Вы здесь

Митрополит Навпактский Иерофей (Влахос):

«Молитва, которая совершается с болью в сердце — самая сильная»

[1]  [2]  [3] 

Митрополит Навпактский Иерофей (Влахос)В сентябре 2009 года ПСТГУ посетил митрополит Навпактский Иерофей (Влахос), член Священного Синода Элладской Православной Церкви. Он выступил перед преподавателями и студентами Богословского факультета с докладом «Персонализм и лицо».

После выступления слушатели стали задавать владыке вопросы, причем не только по следам доклада: о богословии, о Церкви, о митрополите Антонии Сурожском и многом другом. Ответы на них содержат в себе колоссальный пастырский опыт, поэтому запись беседы публикуется здесь целиком.

Я полюбил русских благодаря старцу Софронию

Ваше Высокопреосвященство, в своем докладе Вы сказали, что много лет общались с архимандритом Софронием (Сахаровым). С точки зрения того, что прозвучало в вашем докладе, как вы прокомментируете любовь и настойчивость архимандрита Софрония именно в употреблении термина «персона»?

— Для меня величайшим благословением Божиим, я так считаю, является то, что я действительно знал старца Софрония. Прежде чем ответить на ваш вопрос, я вам расскажу в двух словах, как я познакомился со старцем. Я думаю, это очень важно вам услышать.

Я тогда закончил богословский факультет Фессалоникийского университета и как студент занимался критическим изданием трудов святителя Григория Паламы. Я читал много текстов святителя Григория Паламы и убеждался все больше, что это истинное богословие Церкви. Параллельно с этим, я очень близко был знаком с текстами Григория Богослова. Я был глубоко впечатлен трудами святых отцов Церкви.

Однако, неоднократно посещая Святую Гору, я замечал, что не нахожу отцов, живущих так, как излагается в текстах вышеприведенных авторов. И я как бы заключал внутри себя, что есть разница между тем, что я читаю в текстах, и тем, что я вижу на Святой Горе. Это был мой первый большой вопрос. Потом я стал дьяконом, клириком, и стал все больше заниматься пастырским служением Церкви.

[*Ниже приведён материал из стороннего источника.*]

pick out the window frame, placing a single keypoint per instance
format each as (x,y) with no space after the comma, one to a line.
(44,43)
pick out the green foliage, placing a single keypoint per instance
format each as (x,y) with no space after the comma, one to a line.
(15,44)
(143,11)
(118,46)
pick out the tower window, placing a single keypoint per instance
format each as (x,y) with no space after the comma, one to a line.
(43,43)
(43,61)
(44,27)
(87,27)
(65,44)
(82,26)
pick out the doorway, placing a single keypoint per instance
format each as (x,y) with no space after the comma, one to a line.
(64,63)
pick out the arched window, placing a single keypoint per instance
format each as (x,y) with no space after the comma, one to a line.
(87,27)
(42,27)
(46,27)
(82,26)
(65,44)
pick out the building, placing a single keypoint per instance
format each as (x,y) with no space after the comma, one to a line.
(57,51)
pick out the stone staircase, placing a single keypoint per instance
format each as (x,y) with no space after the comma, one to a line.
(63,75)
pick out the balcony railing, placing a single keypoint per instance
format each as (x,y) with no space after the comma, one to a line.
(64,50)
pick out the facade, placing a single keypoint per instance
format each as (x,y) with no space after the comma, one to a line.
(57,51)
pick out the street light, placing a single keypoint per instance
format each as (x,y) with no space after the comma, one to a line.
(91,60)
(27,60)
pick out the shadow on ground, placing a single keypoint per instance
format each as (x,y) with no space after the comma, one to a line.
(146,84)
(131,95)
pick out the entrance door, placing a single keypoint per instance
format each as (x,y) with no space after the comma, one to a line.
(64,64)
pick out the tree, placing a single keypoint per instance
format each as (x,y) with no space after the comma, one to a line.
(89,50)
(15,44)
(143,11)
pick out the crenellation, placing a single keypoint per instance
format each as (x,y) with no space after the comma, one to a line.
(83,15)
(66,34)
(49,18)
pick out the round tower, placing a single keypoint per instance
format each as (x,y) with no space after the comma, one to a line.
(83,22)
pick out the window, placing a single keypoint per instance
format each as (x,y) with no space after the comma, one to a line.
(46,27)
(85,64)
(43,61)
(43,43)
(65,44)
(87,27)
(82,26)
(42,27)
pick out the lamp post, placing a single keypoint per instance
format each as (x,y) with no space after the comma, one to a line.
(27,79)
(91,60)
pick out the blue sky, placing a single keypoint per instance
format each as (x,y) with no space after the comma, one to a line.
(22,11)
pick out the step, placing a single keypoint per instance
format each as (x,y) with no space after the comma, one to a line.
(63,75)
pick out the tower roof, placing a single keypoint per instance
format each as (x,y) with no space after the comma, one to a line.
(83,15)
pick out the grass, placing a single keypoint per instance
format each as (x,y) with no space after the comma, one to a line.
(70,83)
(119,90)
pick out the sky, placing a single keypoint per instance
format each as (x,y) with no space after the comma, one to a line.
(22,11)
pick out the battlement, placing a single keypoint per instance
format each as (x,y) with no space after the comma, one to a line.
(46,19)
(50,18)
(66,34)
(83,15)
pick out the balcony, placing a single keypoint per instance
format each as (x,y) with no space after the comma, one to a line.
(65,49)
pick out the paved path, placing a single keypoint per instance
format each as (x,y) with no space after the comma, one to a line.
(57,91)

Мое второе недоразумение возникало, когда я видел, как порой не находят между собой общения клирики, епископы, священники, они общаются друг с другом не так, как это описывается в святоотеческих текстах.

Святые отцы так прекрасно пишут, так замечательно излагают мысли, которых я не нахожу ни в жизни Церкви, ни в реалиях Святой Горы. Безусловно, я познакомился со многими замечательными отцами, аскетами на Святой Горе. Но они не были знакомы с богословием так, как мы изучали его в университете. Я узнал многих священников в своей жизни, я понимал, что они совершают свое пастырское служение без богословия. Это было для меня таким церковным богословским шоком. Я думал и в замешательстве размышлял, где я найду человека, который бы в себе соединял церковный нрав, чтобы он был богословски образован, чтобы он был клирик и настоящий богослов.

В 1974 году я прочитал книгу архимандрита Софрония, написанную им о старце Силуане. Я был глубоко впечатлен, потому что нашел человека, личность, в которой соединяются все эти элементы, все эти стихии — он богослов, он исихаст и трудится в миру. И тогда я, долго не откладывая, отправился в Лондон, чтобы с ним повстречаться. У меня было очень большое желание его увидеть, но я и боялся этой встречи. Я думал, как же я повидаюсь со святым человеком, который сразу же в моем сердце различит множество страстей. И когда я его увидел, я отметил, что у него действительно глубоко проникновенный взгляд, но вместе с тем, это был нежный взгляд.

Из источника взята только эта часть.